Simple mathematics shows that with all things (such as risk) being equal, in some cases leverage can be used to earn much more money than using cash. This is the theory powering those who take on 0% balance transfer offers. If these offers are used sparingly, the reward gained from interest outpaces the risk of default, but it is tied to the individual. This is also the theory behind almost all people who purchase real estate using a mortgage loan. It’s a dangerous theory for those who are not ready to handle the challenge.
Here’s the thing about these seminars. They have an intended audience which does not include everyone. Dave Ramsey, for example, wants to get people out of debt (and let’s not forget make some money for himself in the process, which is his right). So don’t assume that his advice would apply to anyone not stuck in the cycle of debt.
To go back to the alcoholism analogy, alcoholics must work on ridding their life of alcohol completely. The majority of the public has little problem consuming alcohol responsibly. Even when the alcoholic has recovered, he must be careful not to relapse. But you wouldn’t give the same advice to the alcoholic you would to one who is not addicted.
The credit card companies don’t care whether you’re addicted; they’d prefer that you are. They will offer people credit whether the consumer can handle it or not. It’s up to the individual to make the decision as to what tools they will use. Credit cards are a part of life in this country, and they’re not going away.
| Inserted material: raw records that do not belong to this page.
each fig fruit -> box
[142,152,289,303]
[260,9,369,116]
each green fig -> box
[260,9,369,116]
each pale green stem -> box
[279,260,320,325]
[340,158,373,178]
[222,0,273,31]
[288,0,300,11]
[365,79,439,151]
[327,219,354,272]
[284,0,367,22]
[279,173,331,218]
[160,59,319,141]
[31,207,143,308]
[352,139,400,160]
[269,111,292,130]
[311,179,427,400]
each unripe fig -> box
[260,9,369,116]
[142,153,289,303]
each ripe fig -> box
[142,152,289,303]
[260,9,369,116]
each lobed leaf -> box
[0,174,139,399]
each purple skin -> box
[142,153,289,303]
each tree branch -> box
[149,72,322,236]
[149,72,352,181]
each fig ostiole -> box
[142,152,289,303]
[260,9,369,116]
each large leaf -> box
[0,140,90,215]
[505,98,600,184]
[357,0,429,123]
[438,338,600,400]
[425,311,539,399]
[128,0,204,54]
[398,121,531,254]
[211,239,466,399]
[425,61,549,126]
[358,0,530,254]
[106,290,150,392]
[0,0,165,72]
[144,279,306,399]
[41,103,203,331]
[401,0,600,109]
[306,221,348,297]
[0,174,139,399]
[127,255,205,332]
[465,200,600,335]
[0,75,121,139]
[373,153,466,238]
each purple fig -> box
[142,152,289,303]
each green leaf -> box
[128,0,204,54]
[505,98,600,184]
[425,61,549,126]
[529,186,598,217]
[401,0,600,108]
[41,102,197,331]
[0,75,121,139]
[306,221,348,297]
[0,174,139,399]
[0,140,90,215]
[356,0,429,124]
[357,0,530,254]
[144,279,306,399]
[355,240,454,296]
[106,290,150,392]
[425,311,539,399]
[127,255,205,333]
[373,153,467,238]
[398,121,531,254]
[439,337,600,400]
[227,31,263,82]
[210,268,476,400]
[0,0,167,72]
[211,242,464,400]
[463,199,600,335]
Many people can take advantage of credit cards without falling into their traps. Credit can be used as a tool, as businesses leverage debt, to the advantage of the consumer if handled appropriately. Those who are responsible, have studied their own spending habits, have weighed the risks and rewards, and have an emergency plan shouldn’t be discouraged from beating the credit card companies at their own game. It’s not for everyone — not for most — but it can be done.